Das Team von Schindler war bereits in der Vorprojektphase eingebunden. So führte es etwa Berechnungen aus, die zeigten, ob die Anzahl der Aufzüge genügen würde. «Das hat uns bei der Planung sehr geholfen», sagt Pascal Welti, Gesamtprojektleiter für das RhyTech-Areal bei Halter Entwicklungen.

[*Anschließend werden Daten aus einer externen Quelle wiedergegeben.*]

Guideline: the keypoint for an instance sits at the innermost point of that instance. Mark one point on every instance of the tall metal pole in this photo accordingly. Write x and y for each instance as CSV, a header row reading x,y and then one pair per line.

Die vertikale Erschliessung für das kleinere Hochhaus erforderte eine komplexere Lösung: Neben den Mieterinnen und Mietern der Wohnungen müssen hier auch die Gäste des Restaurants und der Bar im Dachgeschoss sowie Waren für die Küche transportiert werden. Die Erschliessung wurde deshalb entflochten: Die Restaurant- und Bargäste gelangen über einen eigenen Eingang direkt zum Expressaufzug mit Platz für 13 Personen und einer Kapazität für eine Tonne Waren. Der Expresslift erforderte zudem spezielle Massnahmen. Martin Strub hat die Realisierung aller Anlagen auf dem RhyTech-Areal als Grossprojektleiter bei Schindler begleitet. Standard war für ihn und sein Team hingegen die Erschliessung des Wohnteils: Hier sind zwei Aufzüge vom Typ 3000 mit Platz für je acht Personen im Einsatz. Ergänzt werden sie durch einen grösseren Aufzug vom Typ 5500, der analog zu jenem im Nachbargebäude als Feuerwehrlift ausgerüstet ist. Er wird sowohl für den Wohn- als auch für den Gastrobereich genutzt. Dank dieser hybriden Nutzung konnte die Fläche für die vertikale Erschliessung möglichst klein gehalten werden. Mit dem Abschluss der Inbetriebnahme aller 15 Anlagen ist die Arbeit für Schindler auf dem RhyTech-Areal aber noch nicht beendet: «Im Auftrag der vier Eigentümerschaften werden wir in den nächsten zehn Jahren auch den Service sicherstellen», sagt Schindler-Verkaufsleiter Roland Lanz.